First production-ready release of tlog and minor releases of FreeIPA, SSSD, and auditd, containing the features below, mark completion of Phase 1.


  • Non-UTF-8 terminal charsets supported by converting them to UTF-8 within JSON messages.
  • Terminal recording is disabled under X sessions. Graphical sessions are detected and terminal I/O recording is not attempted. The graphical sessions should be recorded by other means, as a whole.
  • Official jump-server solution described. A HOWTO for recommended setup is provided. If necessary, additional tlog and/or SSSD features are implemented.
  • I/O recording throttling is configurable and enforced in tlog-rec.
  • Audit data can be converted to JSON and delivered to ElasticSearch. Required auditd features are implemented and included into a release.
  • Basic ability to find sessions to playback in FreeIPA. The FreeIPA web UI provides a way for finding recorded sessions by minimal criteria, such as user and host names.
  • Basic playback and correlation web UI component, embedded into FreeIPA UI. The FreeIPA web UI provides a way to playback and rewind terminal I/O recordings, synchronized with audit data.

Phase 2

Phase 2 is completed by finishing second production-ready release of tlog, and major releases of FreeIPA and SSSD, containing the features below.

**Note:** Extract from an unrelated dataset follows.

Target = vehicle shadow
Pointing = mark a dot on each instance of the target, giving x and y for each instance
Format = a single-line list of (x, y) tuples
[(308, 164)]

  • Central configuration of session recording in FreeIPA: who, where and how to record. Tlog-rec configuration LDAP entries can be tied to HBAC entries in FreeIPA and observed by SSSD.
  • Central configuration includes selection of auditing level: no audit, login information, session audit. Basic auditing configuration can be tied to HBAC entries in FreeIPA. The specific client-side implementation is to be determined.
  • Central configuration in FreeIPA of how long recordings are stored before being purged. Interfacing with storage is to be implemented in a separate project.
  • Ability to purge recordings via FreeIPA UI. Interfacing with storage is to be implemented in a separate project.
  • Central configuration of permissions to access recordings. Interfacing with storage is to be implemented in a separate project.
  • Advanced session search features, including more flexible search criteria.
  • Advanced playback and correlation web UI, including variable speed playback, searching through most of the data and rewinding to results.

User stories

Specific user stories handled by this phase include the following.

  • As an IdM administrator I would like to be able to define for whom session recording should be performed. This depends on the combination of a group of users and which host or group of hosts they access. Another factor can be the type of session meaning whether it is ssh, scp, su or sudo session. I want to be able to control this centrally via IdM UI, CLI and API interfaces.
  • As an IdM administrator I want to control the level and/or classes of the audit information I am interested in collecting from a system during session recording. It is sufficient to start with the following options. How the options are presented is an implementation detail. Other options might be added as a part of the design and investigation of this feature.
    • “no audit” – no audit information is collected
    • “login information” - information about session start, stop and authentication
    • “session audit” - record all audit activity associated with the session being recorded.
  • As an administrator I want to be able to define policies related to session recording data. For example for how long the data is stored in the warehouse before it is purged or overwritten. This should be manageable centrally via standard IdM interfaces. Ability to trigger a purge from UI, CLI and API would be a nice to have feature.
  • As an administrator I would like to define access control policies around the recorded sessions, so that only authorized users can playback sessions of other users.